Data for regional weekly influenza-like illness (ILI) consultations (10/2013–3/2022), COVID-19 cases, and hospitalization (2/2020–6/2022) were matched with report labels based on calendar date. Positive rate for pulmonary infection detection, NNI, and the correlation with influenza/COVID-19 data were calculated.
Between 1/2012 and 2/2020, a 10.8–16.8% per year positive rate for detecting pulmonary infections on chest radiographs was found (NNI 6.0–9.3). A clear and significant seasonal change in mean monthly detection counts (102.3 winter; 61.5 summer; p < .001) correlated moderately with regional ILI consultations (weekly data r = 0.45; p < .001).
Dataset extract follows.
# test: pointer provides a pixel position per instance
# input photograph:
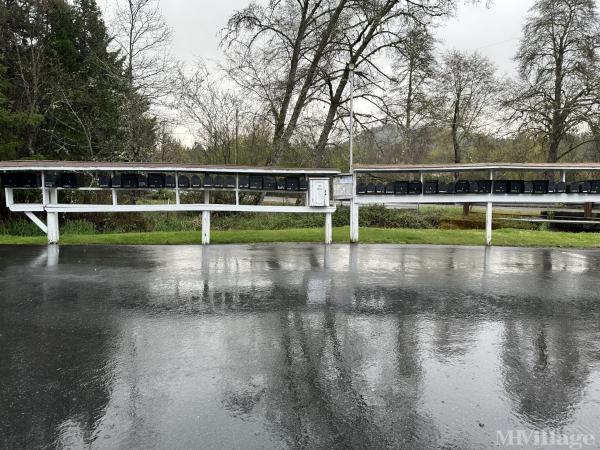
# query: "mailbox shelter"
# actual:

For 2020–2021, monthly pulmonary infection counts detected by chest CT increased to 64–234 (23.0–26.7% per year positive rate, NNI 3.7–4.3) compared with 14–94 (22.4–26.7% positive rate, NNI 3.7–4.4) for 2012–2019. Regional COVID-19 epidemic waves correlated moderately with the positive pulmonary infection CT curve for 2020–2022 (weekly new cases: r = 0.53; hospitalizations: r = 0.65; p < .001).
Text mining of radiology reports allows to automatically extract diagnoses. It provides a metric to calculate the number needed to image and to track the trend of diagnoses in real time, i.e., seasonality and epidemic course of pulmonary infections.
Digitally labeling radiology reports represent previously neglected data and may assist in automated disease tracking, in the assessment of physicians’ clinical reasoning for ordering radiology examinations and serve as actionable data for hospital workflow optimization.
• Radiology reports, commonly not machine readable, can be automatically labeled with the contained diagnoses using a regular-expression based text search algorithm.
• Chest radiograph reports positive for pulmonary infection moderately correlated with regional influenza-like illness consultations (weekly data; r = 0.45; p < .001) and chest CT reports with the course of the regional COVID-19 pandemic (new cases: r = 0.53; hospitalizations: r = 0.65; p < 0.001).
• Rendering radiology reports into data labels provides a metric for automated disease tracking, the assessment of ordering physicians clinical reasoning and can serve as actionable data for workflow optimization.